四十五のお話
「では…次の証人、前へ」
会場はうるさいまま、チェシャ猫は言った。次は料理長が前へ出た。
「…どうぞ」
料理長は証言台の前に立ち、下を向いて黙った。私は眠りネズミを抱きしめたまま見ていた。
「…うっるせー!!黙れ客ども!」
バンッと証言台を叩き、料理長は叫んだ。会場は少し静かになった。料理長は深呼吸をして話し始める。
「私は、優しいアリスが大事にしている物を、悪いアリスたちが盗んだという事を知ってる」
「なにぃ!?盗んだぁ!!?」
「有罪!有罪!早く死刑に!!」
証言台に立つ人たちが何か話すと、必ず会場は騒がしくなる。が、料理長が「静かにしろ客どもぉ!!全員ハンバーグにするぞ!!」と怒ったので、観客たちはすぐに静かになった。
「水色で猫の形のストラップ、優しいアリスが兄にもらった大事な大事な物だ」
私のストラップの事だ。これは兄にもらった物?…ダメだ、全く思い出せない。砂漠に落ちた一枚の写真を探すような感じで、私は記憶を探る。
「それからは分からない…うぅ…っ…!可哀想な優しいアリスぅぅ!!」
料理長は証言台の前で泣き出してしまった。そして、「私が殺してやるぅぅ!!」と言いながら、どこからか出した包丁を証言台に何度も突き刺した。
「ありがとうございます。証言台…壊さないでくださいね…」
「うぅ…」
料理長は元の場所に戻った。そして、体を丸めて泣いている。
「それでは…、最後の証人、前へ…」
チェシャ猫は静かにそう言った。私の隣にいたのは、帽子屋のリアンと料理長のモエカだけだ。最後の証人って…
「みぃ…前へ…」
眠りネズミが私の腕の中でそう言った。私が最後の証人?どうして…
「嫌だよ…行きたくない…。分からないよ…」
どうしていいか分からない。それに、記憶も何もないのに何を話せと?
「大丈夫…さあ…」
「……」
嫌だ、行きたくない。でも…、みんなを困らせてしまう…。
私は眠りネズミを離した。
「うん、…大丈夫だからね…みーんな…みぃの味方…」
「…うん」
私は覚悟を決め、立ち上がった。そして証言台へ向かって歩く。ワアッと客席がいつも以上に騒がしくなった。注目を浴びて、私は物凄く緊張した。とうとう私は、証言台の前までやってきた。
「どうぞ」
チェシャ猫は言った。チェシャ猫は私の記憶がない事を知っているはず。なのに、どうやって話せというのだ…
「さあ」
「…わっ、分からない…」
私は小さく呟くように言った。チェシャ猫はただじっと私を見ていた。
「悪いアリスをここへ!」
チェシャ猫は、後ろにいる食材係のネズミ、テリー、ミリー、イリーに命令した。ネズミたちは急いで後ろの大きな扉を開け、中に入っていった。そして…
「…!?」
ネズミたちは、銀の鎖に大の字で繋がれた副島を運んで来た。副島は眠ったようにぐったりと頭を垂れている。捕まってしまったのか…

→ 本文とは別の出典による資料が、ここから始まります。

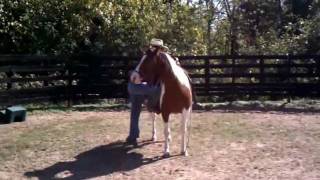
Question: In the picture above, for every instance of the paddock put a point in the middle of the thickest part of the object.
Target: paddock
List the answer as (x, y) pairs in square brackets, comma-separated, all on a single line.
[(223, 145)]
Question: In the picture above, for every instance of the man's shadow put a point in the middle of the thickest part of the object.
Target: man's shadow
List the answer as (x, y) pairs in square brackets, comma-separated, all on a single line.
[(99, 161)]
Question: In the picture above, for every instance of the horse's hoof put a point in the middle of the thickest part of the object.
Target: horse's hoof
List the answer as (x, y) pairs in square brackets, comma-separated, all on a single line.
[(166, 155), (184, 153)]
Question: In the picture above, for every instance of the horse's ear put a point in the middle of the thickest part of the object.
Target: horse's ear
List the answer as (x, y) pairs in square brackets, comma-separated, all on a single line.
[(157, 52), (144, 49)]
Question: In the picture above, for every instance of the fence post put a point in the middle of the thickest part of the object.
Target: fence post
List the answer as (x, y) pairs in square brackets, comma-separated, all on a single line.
[(207, 75), (262, 77), (9, 75), (288, 77), (232, 70), (69, 82), (45, 65), (318, 74)]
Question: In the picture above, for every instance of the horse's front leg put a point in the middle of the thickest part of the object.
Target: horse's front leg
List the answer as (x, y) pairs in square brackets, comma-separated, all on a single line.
[(186, 114), (167, 136), (154, 130)]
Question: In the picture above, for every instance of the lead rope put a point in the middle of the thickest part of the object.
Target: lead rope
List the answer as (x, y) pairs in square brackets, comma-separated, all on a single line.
[(189, 128)]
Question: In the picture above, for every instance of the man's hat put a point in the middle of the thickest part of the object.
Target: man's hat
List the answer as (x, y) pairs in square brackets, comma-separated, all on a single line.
[(159, 43)]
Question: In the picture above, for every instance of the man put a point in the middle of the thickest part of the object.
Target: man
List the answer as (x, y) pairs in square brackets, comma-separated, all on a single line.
[(139, 92)]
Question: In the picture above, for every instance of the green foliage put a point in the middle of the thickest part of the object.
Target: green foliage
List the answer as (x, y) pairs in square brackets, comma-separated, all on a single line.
[(123, 27)]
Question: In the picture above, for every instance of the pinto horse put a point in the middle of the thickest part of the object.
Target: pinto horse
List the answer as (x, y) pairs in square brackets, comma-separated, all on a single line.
[(176, 94)]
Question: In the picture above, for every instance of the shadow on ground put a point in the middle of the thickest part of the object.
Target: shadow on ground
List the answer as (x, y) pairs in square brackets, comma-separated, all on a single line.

「これは優しいアリスをいじめる悪いアリスの一人です」
副島は証言台と、裁判長の前の茶色い台のちょうど真ん中辺りに置かれた。一気に会場から物凄い罵声が飛んでくる。息が苦しくなるくらいの殺気も一緒に…
「殺せ!!早く処刑!!」
「殺せ殺せ!!ぐちゃぐちゃにしろー!!」
声に押しつぶされてしまいそうな感じだ。チェシャ猫はよく冷静に立っていられるな。
「優しいアリス、あなたは大事な物をたくさん奪われた。時間、自由、そして兄…この人間たちに、大事な物をたくさん奪われた!」
「わっ、分からないよ…分からない、分からないよ…」
私は痛む頭を抑えて、絞り出たような声で言った。思い出せない。記憶が隠されるんだ。まるで思い出すなって言ってるみたいに…!
「その、ストラップを…」
私の手に握られているストラップに気がついたチェシャ猫が言った。私は右手を広げてストラップを見た。
「まだ思い出せないなら、見てきてください…」
「うわっ!!」
突如ストラップは水色の強い光を放った。そして、私はそれに飲み込まれてしまった…
雑ですみません。後で変なところ直します。